Comment avez-vous accueilli la mesure prise par le ministère du Tourisme qui est de classifier les réceptifs hôteliers ?

Nous avons lu cette nouvelle dans les journaux. C’est une annonce que nous avons reçue avec beaucoup de satisfaction. Depuis quelques années, nous avons dit ce qui tirait notre secteur dans les bas fonds. Ce n’était pas seulement les problèmes qu’on évoquait. Il y en avait d’autres, sous-tendus, qu’on n’évoquait jamais. L’anarchie qui sévit dans le secteur, en termes de notoriété, en fait partie.  Moi, je ne le dirai pas comme on l’a exprimée dans les journaux. Je dirai plutôt que notre ministre de tutelle a pris l’initiative plutôt d’assainir le secteur. Toute activité, quelle soit sociale, économique ou politique, nécessite, par moment, un assainissement pour pouvoir avancer. Comme on dit : les mauvaises herbes obstruent, constituent un goulot d’étranglement par rapport à ce qui est dynamique, actif. Donc, il faut enlever les mauvaises herbes. Si on ne peut pas les enlever complètement, il faut les restructurer, les aider à se régénérer pour être à la hauteur de ce qui se fait partout, pour être compétitif.

Mais est-ce que la solution se trouve dans la catégorisation des réceptifs hôteliers ?
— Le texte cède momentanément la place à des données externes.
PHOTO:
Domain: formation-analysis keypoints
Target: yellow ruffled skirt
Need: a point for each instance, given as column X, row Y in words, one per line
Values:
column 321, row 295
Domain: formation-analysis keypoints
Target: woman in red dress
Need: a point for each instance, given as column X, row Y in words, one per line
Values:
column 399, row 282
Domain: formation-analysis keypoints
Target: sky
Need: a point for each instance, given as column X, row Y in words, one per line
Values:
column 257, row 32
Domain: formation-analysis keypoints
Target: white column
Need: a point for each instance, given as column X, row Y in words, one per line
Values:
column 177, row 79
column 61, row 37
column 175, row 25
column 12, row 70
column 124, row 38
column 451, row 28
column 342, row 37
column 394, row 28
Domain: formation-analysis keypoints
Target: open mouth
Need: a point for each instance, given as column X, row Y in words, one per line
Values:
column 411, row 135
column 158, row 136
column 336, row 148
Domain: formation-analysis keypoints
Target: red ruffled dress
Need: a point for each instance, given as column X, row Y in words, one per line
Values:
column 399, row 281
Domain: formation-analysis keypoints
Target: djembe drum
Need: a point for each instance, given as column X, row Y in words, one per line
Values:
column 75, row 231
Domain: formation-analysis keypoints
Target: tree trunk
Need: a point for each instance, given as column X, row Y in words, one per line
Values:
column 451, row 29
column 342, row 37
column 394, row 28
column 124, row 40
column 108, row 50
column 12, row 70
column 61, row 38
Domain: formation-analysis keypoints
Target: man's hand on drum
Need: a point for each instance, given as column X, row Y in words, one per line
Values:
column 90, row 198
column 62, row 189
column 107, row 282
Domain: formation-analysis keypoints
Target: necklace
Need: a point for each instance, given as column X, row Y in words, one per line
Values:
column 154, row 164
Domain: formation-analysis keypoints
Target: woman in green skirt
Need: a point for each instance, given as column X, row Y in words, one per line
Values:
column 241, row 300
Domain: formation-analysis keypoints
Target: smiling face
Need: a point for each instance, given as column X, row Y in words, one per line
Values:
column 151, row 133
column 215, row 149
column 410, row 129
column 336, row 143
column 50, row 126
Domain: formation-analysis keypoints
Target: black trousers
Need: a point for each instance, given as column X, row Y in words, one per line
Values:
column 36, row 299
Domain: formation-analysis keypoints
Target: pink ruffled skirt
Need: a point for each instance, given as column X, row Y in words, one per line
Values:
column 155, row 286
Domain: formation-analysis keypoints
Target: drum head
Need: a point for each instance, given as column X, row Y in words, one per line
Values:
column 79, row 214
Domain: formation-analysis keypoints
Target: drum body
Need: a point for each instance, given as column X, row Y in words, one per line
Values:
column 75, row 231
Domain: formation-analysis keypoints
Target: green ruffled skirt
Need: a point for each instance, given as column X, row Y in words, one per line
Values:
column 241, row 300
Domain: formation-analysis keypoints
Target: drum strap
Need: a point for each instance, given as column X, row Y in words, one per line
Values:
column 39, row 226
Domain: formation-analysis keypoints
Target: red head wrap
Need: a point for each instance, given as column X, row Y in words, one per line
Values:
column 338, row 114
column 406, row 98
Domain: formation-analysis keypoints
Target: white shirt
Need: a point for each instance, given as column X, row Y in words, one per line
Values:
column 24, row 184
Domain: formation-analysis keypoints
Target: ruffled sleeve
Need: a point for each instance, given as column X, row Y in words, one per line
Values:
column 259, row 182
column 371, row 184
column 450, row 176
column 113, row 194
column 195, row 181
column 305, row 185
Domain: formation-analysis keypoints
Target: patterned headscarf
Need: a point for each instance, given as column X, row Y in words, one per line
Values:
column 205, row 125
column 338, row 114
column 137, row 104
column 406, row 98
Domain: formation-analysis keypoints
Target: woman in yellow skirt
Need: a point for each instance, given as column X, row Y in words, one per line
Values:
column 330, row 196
Cela fait des décennies que nous sommes dans ce secteur. On connait aussi comment ça fonctionne ailleurs. Il faudrait d’abord dans notre pays voir la législation. J’ai toujours fait des objections sur la législation hôtelière de notre pays. Sur les lois de classification, parce qu’on a pris des cas, des référentiels venus d’Europe. On n’a pas le même climat, on n’est pas dans les mêmes contextes. Un seul exemple dans les classifications passées : on a parlé de moquette pour être un quatre étoiles. Je dis qu’on n’a pas besoin de moquette dans notre pays. Pourquoi ? Parce qu’il fait humide.

La moquette emmagasine de la poussière, donc les asthmatiques, les personnes allergiques aux acariens etc. ne tolèrent pas ces atmosphères dans les chambres. Donc, ce n’est pas nécessaire. J’ai constaté des choses désuètes, des choses aberrantes qu’on avait mises dans cette législation. J’approuve et j’applaudis, la classification, mais avant de re-classifier ou de requalifier, il faut d’abord réformer la législation sur la classification. Parce que, les choses ont changé, les temps ont changé, les formes de tourisme ont changé, les formes de réceptifs et d’infrastructures ne sont plus les mêmes.

Par ailleurs, notre tutelle a décidé de requalifier les hôtels. Il est vrai que le niveau de prestation pour certains services, la qualité de prestation dans nos hôtels ont été aussi des éléments qui n’étaient pas en faveur de la promotion qu’on a toujours souhaitée.  Au contraire, c’était un obstacle à une promotion touristique. Il y a certains hôtels,  quand on y va et qu’on y entre, franchement, l’on se demande réellement est-ce-que c’est un hôtel. Si le gouvernement a pris l’initiative de réformer ou de restructurer ces hôtels là via le crédit hôtelier, c’est une bonne chose. Donc, cette mesure est très bonne. On avait applaudi, à l’époque, sans transition sur le crédit hôtelier. Il faut aussi aider les gens à relever leurs niveaux de qualité de prestation de services. On ne peut le faire, si on ne les aide pas à rénover les infrastructures construites, depuis vingt ans, sans restructuration.

Une structure sera mise en place pour faire ce travail. Qu’en pensez-vous ?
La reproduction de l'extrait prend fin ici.